Orientating myself with the wooded land marked on the map and what I could see on the land, I followed the slightly overgrown path for about half an hour at a pretty brisk pace.

This brought me to the twisting ribbon of woodland right beside the barrow cemetery.

A short distance across the down I could see what looked like the top of a barrow largely hidden by a dip perhaps. Ah. No dip. Not the TOP of the barrow then? The whole thing? Uh-huh.

Making a shape a bit like a little flying saucer sitting on the grassy plain, Idlebush Barrow itself looks to me to have been fairly denuded at some stage. Its outer edge is a very low embankment, with the small mound (less than 20 feet across, at a guess) rising only about 5 feet up from it. (Sorry if these guesstimates are way out, but what I’m trying to say is it’s pretty small!!)

A little further on across the down is another barrow, this time almost completely ploughed out, but enhanced (or at least made more noticeable by the long reedy grass it is covered by. It is just about possible to make out a slight embankment surrounding it.

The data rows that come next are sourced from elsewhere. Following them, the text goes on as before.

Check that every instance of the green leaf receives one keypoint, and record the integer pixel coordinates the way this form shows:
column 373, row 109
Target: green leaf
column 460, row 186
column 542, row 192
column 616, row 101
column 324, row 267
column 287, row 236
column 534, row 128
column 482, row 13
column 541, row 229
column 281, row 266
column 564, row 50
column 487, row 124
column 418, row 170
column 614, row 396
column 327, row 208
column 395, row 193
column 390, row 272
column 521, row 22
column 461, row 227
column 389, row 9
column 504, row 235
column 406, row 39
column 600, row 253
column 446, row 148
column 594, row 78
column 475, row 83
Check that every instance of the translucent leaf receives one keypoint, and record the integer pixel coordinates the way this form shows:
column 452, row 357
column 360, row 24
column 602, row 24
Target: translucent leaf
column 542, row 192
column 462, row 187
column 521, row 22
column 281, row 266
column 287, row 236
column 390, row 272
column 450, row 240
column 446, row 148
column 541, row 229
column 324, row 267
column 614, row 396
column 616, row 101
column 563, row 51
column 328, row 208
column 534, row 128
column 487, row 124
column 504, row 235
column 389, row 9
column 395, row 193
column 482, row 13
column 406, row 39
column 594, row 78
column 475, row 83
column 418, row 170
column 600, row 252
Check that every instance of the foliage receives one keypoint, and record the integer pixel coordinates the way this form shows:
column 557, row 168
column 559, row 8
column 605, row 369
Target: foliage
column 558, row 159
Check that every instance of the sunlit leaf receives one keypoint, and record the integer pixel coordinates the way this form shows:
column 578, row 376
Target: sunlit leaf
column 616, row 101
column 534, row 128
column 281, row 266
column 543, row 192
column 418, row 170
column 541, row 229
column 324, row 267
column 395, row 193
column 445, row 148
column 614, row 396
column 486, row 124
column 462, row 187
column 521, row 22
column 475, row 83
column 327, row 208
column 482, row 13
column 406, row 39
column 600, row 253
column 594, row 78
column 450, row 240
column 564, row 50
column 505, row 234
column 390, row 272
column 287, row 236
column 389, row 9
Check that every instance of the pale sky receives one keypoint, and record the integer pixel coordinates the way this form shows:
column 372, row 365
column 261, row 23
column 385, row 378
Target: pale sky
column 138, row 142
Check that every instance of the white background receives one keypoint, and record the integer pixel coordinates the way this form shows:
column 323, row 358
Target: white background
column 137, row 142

I’ve posted some photos of both. Retracing my steps and bearing west toward the strip of trees, I went back past both barrows looking for a ‘tumulus’ (another barrow really) marked on the map that I had missed.

Well, if it’s there, I missed it on the way back too, and it must be virtually invisible. I suspect that to most non-experts like myself, it is effectively ploughed out.

A word of warning. Although they still look far from impressive, somehow my photos actually manage to make the barrows look more appealing than they seemed at the time…. Don’t get your hopes up!

Folklore

Idlebush Barrow
Barrow / Cairn Cemetery

A traveller was once lost on the Downs and was worried he wouldn’t get safely to a village or town before it got dark. He met some shepherds sitting on the mound and asked them the way to Lambourn. The first man said nothing but just nodded his head in a particular direction. The second went to the trouble of raising one finger (not like that – politely) and pointing in the same direction. The third shepherd stirred himself enough to vaguely wave a toe. And lo, the place was consequently named Idle Tump. Despite being a pretty ridiculous story it does include your classic ‘three times’ motif. And it could indeed have been a place where shepherds would have a bit of a kip.

This story is mentioned by Alfred Williams in his ‘Villages of the White Horse’ (1913).

Another tale claims the bushes and trees on the barrow are too lazy to grow properly. “About 1800 some trees were planted on it which would not grow on account of the bleak situation,” claimed Grinsell’s mysterious source in ‘Ancient Burial Mounds of England’ (1936). This seems a very dull explanation to me. You’ll have to go and look yourself to judge the truth of this one.

David Nash Ford has suggested here
https://www.berkshirehistory.com/legends/smithy02.html
that the ‘idle’ actually derives from the meaning ‘empty’, implying that the barrow was unsuccessfully dug into for treasure in the dim and distant past.

Also, as mentioned by wysefool below, the mound was known in Saxon times as Hawk’s Low, but also apparently as Wade’s Barrow (’Weardaes Beorh’): Wade being Wayland’s father. So it seems that the mythic landscape that included Wayland’s Smithy spread further out, and perhaps there were other local places that were part of the stories too.

Those wishing to squeeze some fairies into the equation (that’ll be me) will be able to get some mileage from this:

As many as a dozen or moor horses run, and they started from Idle’s Bush, which wur a vine owld tharnin’-tree in thay days – a very nice bush.

Because fairies do like a good thorn tree. From The Scouring of the White Horse, by Thomas Hughes (1859).

Miscellaneous

Idlebush Barrow
Barrow / Cairn Cemetery

There is a reference to this barrow and the adjacent one in the Anglo-Saxon charters. In ‘Berkshire Barrows’ by ‘L.V. Grinsell’ (Berkshire Archaeological Journal vol 42 part 2 – 1938) it is listed as:

Hafoces Hlaew and Hundes Hlaew Mr O G S Crawford (note on OS map at Southampton) thinks these may be Idlebush barrow and the disc barrow to South, on 19 N.W.

Hafoc is A-S for ‘Hawk’ and Hundes is probably A-S for ‘Dog or Hound’. Many bronze age barrows in the area are named by Anglo-Saxons after animals or people from their own mythology (i.e. Waylands Smithy).